In Australia, hotels have been challenged by international border restrictions during the pandemic, while, strong pre-pandemic fundamentals are bringing a lot of new hotel supply to the market, says Annabel McFarlane, Senior Director, Research, Australia, JLL. At the same time, government stimulus measures and low interest rates are driving residential demand, leading to an uptick in conversions.
“An example of this is Queens Boulevard, which is an older hotel asset, which won’t be able to complete with new supply, in a cracking residential location,” McFarlane says. “It will almost certainly be redeveloped as residential, with residential unit sale prices increasing again.”
The bare necessities for conversion
There are many overlaps between the considerations for converting hotels and skilled-nursing facilities to other uses, Skalko says.

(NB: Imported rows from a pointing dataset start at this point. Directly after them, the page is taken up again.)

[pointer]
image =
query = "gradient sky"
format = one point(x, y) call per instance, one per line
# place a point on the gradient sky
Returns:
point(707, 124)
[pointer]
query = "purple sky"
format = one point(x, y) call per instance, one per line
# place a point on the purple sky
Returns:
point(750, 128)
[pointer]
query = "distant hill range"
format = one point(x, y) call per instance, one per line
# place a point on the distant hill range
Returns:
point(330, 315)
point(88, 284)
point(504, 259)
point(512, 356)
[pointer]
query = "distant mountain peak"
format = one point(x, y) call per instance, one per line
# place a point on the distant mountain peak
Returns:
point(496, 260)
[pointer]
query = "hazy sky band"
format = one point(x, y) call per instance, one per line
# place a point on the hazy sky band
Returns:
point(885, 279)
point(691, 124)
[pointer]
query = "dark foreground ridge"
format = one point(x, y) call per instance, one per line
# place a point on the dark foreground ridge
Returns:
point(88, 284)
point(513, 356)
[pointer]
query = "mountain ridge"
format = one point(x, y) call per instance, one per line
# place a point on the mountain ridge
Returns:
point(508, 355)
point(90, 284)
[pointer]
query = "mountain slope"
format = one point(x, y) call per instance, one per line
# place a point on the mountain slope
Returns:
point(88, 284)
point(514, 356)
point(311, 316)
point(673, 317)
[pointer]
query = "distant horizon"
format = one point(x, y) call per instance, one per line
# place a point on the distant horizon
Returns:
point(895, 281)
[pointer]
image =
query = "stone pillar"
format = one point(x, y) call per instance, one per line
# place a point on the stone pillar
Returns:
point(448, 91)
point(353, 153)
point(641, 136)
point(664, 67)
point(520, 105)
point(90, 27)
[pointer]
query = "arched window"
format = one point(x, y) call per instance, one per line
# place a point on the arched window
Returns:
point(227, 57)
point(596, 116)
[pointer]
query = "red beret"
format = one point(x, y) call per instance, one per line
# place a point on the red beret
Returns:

These facilities are ideal for multi-housing conversions when they have in-unit bathrooms and kitchenettes, which is more common at extended-stay hotels, he says.
Senior-living conversions benefit from full-service hotels because they have conference spaces that can be turned into general-purpose rooms and industrial kitchens allow for cooking meals for residents.
Low-cost conversions allow for the potential for affordable seniors housing in urban markets with high barriers to entry, which is a significant need, Skalko says. Fairstead, for example, is planning a $60 million adaptive reuse of a historic hotel on Manhattan’s Upper West Side into affordable senior housing.
Conversions into student housing are popular for many hotel layouts because they are similar and sometimes require only light renovation, Guichardo says.
The U.K. has seen a flurry of such conversions. The landmark former Hartlepool Hotel, most recently called the Hillcarter Hotel, for example, is being converted into studios and dorms for students.
“It’s typically not a big gut job and it gets heads in beds, keeping costs down,” she says.
But wait…
There isn’t likely to be mass conversions of hotels or other distressed assets, with the economic recovery and vaccine rollout underway. This is a good thing for owners who can hold out.
“High levels of vaccination have stabilized occupancy within skilled nursing facilities and we are seeing increased occupancy in seniors housing,” Skalko says. “While some took their relatives home during the height of the pandemic, a return to normalcy is giving some serious tailwinds to the asset class.These properties are needs-based, and we have an increasingly aged population.”
There is optimism, too, for hotels, as pent-up demand during the pandemic is released.
“It’s important to keep in mind that while hotels are the first to see demand drop, they’re also one of the first sectors to see demand come back,” Guichardo says.